Dropbox is a service that lets you backup and sync files in the cloud.
But as über-VC Fred Wilson notes in a post, “files” is a very 20th century paradigm that will probably go away once the cloud is ominpresent.
Think about it: right now, you can use Dropbox to backup all your music on the cloud. Or you could get a subscription to Spotify, where all the music you can have is already in the cloud and accessible.
Same with Google Docs: once your document is in the cloud, it’s not a “file” anymore, it’s a document. You send a link in an email, not a file.
Dropbox is the best service in the world for storing and syncing files. But that’s little use in a world where “files” are increasingly meaningless.
It’s a story that’s almost worthy of a Greek tragedy: live by the cloud, die by the cloud.
Now, this isn’t a death knell for Dropbox, for two reasons:
- It’s going to take a very, very long time for the file paradigm to go away. We’re only seeing the beginnings of it. These things take time: people underestimate the scale of change, but overestimate its pace. Over a billion people have internet-connected PCs. It’s going to take decades for all of them to upgrade to file-agnostic platforms like iOS and Chrome OS. By that time Dropbox will have made plenty of money for all its stakeholders.

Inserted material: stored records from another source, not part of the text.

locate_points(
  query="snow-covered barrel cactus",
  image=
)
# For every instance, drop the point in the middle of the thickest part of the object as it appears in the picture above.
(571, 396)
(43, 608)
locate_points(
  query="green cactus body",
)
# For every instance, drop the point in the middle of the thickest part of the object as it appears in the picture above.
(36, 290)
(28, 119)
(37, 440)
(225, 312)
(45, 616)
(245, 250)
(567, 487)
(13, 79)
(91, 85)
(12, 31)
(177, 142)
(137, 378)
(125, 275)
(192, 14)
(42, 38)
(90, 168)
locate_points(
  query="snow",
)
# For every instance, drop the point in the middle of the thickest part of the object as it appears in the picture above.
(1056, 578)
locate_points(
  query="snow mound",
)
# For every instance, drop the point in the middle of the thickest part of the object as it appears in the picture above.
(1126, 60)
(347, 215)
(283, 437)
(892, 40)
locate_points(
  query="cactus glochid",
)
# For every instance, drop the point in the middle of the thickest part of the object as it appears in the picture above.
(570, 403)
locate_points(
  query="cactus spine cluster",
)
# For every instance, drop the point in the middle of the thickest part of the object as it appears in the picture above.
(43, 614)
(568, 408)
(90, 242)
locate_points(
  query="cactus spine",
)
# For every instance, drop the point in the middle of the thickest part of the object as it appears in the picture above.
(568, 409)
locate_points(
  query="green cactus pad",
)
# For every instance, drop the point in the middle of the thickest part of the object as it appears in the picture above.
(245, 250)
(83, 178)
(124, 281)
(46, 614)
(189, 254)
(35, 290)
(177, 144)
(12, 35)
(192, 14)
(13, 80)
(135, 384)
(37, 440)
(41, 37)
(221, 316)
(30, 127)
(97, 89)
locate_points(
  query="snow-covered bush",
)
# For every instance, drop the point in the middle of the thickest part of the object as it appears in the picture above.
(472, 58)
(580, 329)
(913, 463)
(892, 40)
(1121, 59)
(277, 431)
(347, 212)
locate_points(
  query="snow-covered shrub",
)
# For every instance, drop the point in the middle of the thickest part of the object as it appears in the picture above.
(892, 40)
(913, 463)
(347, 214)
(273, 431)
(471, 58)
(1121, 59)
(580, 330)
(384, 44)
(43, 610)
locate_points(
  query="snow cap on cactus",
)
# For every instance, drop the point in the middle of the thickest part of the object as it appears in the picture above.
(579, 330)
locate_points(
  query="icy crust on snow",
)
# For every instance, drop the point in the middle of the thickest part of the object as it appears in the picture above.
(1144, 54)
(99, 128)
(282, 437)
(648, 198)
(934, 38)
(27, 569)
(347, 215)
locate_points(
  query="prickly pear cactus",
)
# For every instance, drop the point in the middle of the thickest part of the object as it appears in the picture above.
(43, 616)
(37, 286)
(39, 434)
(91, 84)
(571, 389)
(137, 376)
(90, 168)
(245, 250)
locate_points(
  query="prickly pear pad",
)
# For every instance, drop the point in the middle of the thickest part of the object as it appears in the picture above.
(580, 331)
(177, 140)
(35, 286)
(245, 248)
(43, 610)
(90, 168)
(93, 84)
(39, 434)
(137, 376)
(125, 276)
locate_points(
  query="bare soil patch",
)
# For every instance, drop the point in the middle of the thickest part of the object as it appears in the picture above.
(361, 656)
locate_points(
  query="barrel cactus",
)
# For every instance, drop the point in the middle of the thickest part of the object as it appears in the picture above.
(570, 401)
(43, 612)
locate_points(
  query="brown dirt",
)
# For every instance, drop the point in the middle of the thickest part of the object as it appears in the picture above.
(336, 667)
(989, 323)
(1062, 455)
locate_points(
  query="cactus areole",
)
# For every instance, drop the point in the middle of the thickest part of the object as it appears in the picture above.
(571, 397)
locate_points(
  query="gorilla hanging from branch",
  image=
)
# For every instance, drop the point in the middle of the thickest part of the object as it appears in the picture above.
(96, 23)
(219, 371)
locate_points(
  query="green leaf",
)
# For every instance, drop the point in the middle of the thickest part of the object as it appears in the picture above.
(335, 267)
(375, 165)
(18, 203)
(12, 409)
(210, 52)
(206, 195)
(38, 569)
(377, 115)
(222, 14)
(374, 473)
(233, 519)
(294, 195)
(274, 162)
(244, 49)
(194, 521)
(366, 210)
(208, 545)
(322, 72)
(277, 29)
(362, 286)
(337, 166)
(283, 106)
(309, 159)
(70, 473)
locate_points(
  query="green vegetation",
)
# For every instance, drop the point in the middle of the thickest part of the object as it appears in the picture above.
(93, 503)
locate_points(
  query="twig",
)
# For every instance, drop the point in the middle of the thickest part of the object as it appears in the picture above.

- It’s not an impossible problem, just a very hard one. As Wilson writes, “The reality of the market today is that people use files. You need to support that use case, enhance it, and make people’s lives easier. But over time, that use case will go away. And what people will want is a service that doesn’t have files as the atomic unit. And how do you elegantly morph from a file centric model to a document centric model? It won’t be easy, I’m sure of that.” Nope, it won’t be easy. But nothing says it’s not feasible. And, after all, the Dropbox guys seem to understand the cloud better than almost anyone.